In fact, it could be viewed as an attempt to remove every excuse Iran has relied upon for decades.

But recognizing the possible strategy does not eliminate the risks.

This is an extraordinarily dangerous game to play, because the consequences of failure will not be measured in headlines or polling numbers. They will be measured in lives.

And those lives are most likely to be Israeli.

Unlike Washington, Israel does not enjoy the luxury of geography. America is separated from Iran by thousands of miles and two oceans. Israel lives within missile range of Iran's proxies. Every diplomatic gamble carries immediate security consequences for Israeli families.

That reality cannot be ignored.

History has repeatedly demonstrated that Iran is remarkably skilled at buying time. Negotiations have too often become opportunities to regroup, replenish finances, strengthen regional influence, and continue advancing strategic objectives while the world debates process instead of results.

For Israel, delay itself can become a victory for Iran.

That is why any strategy built around testing Tehran's intentions must include unmistakable red lines. If Iran fails to meet clear, verifiable commitments, consequences must follow swiftly and decisively.
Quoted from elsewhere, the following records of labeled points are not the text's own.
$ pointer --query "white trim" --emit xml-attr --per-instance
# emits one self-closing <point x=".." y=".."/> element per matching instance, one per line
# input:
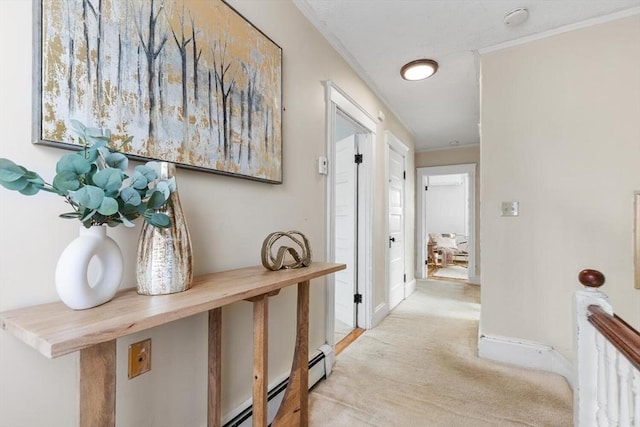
<point x="351" y="107"/>
<point x="409" y="288"/>
<point x="329" y="358"/>
<point x="560" y="30"/>
<point x="526" y="354"/>
<point x="393" y="143"/>
<point x="335" y="42"/>
<point x="421" y="241"/>
<point x="336" y="99"/>
<point x="448" y="147"/>
<point x="380" y="312"/>
<point x="316" y="374"/>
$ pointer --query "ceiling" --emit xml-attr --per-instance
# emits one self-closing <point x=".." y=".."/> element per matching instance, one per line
<point x="377" y="37"/>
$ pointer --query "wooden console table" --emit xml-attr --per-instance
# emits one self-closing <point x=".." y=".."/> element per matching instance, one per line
<point x="55" y="330"/>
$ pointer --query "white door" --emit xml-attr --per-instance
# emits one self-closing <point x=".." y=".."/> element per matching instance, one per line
<point x="396" y="228"/>
<point x="345" y="235"/>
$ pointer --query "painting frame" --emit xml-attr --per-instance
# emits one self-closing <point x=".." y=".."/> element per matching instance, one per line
<point x="636" y="239"/>
<point x="231" y="127"/>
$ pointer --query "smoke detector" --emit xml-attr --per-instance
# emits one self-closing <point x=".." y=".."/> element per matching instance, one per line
<point x="516" y="17"/>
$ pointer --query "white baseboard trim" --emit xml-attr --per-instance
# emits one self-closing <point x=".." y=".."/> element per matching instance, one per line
<point x="525" y="354"/>
<point x="379" y="313"/>
<point x="409" y="288"/>
<point x="242" y="415"/>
Otherwise, diplomacy risks becoming an end in itself rather than a means to achieve security.

Israel's experience reinforces this lesson.

Israeli leaders have repeatedly entered negotiations hoping agreements would produce lasting peace. Sometimes, although rarely, they have succeeded. Other times, concessions have been followed by renewed violence, larger rocket arsenals, and stronger terrorist organizations.

Those experiences have understandably left many Israelis deeply skeptical of promises that are not backed by enforcement.

This is not an argument against diplomacy.

Diplomacy is often preferable to war. Every responsible leader should exhaust peaceful options before considering military action.

But diplomacy succeeds only when the other side believes there is a real cost for violating its commitments.

That is the principle now being tested.

If President Trump is indeed attempting to call Iran's bluff, history may ultimately judge the strategy as politically shrewd. If Iran refuses generous terms or violates clear commitments, Washington could rightly argue that every peaceful avenue was explored.

Yet even a strategically coherent plan can carry unacceptable risks if the price of failure is paid by America's closest ally in the Middle East.

Israel cannot become collateral damage in an experiment designed to prove a diplomatic point.

The challenge is that time itself can become Iran's greatest weapon. Every month gained through negotiations can provide opportunities to rebuild capabilities, strengthen regional proxies, refine its nuclear program, or wait for political winds in Washington to change.

Supporters of the current strategy may view it as an effort to expose Tehran's true intentions. Critics, however, argue that Iran's long-term strategy has often been to outlast its negotiating partners, betting that future American administrations may be less willing to apply maximum pressure than the current one.

For that reason, any diplomatic initiative must be measured not by its promises, but by verifiable actions and meaningful enforcement. Israel's security cannot depend on optimistic assumptions or the hope that Iran will voluntarily abandon ambitions it has pursued for decades.

Testing Iran's intentions may be a legitimate negotiating strategy. But allowing Iran to use diplomacy simply to buy time would carry consequences that could extend well beyond this administration-and those consequences would be felt first and foremost by Israel.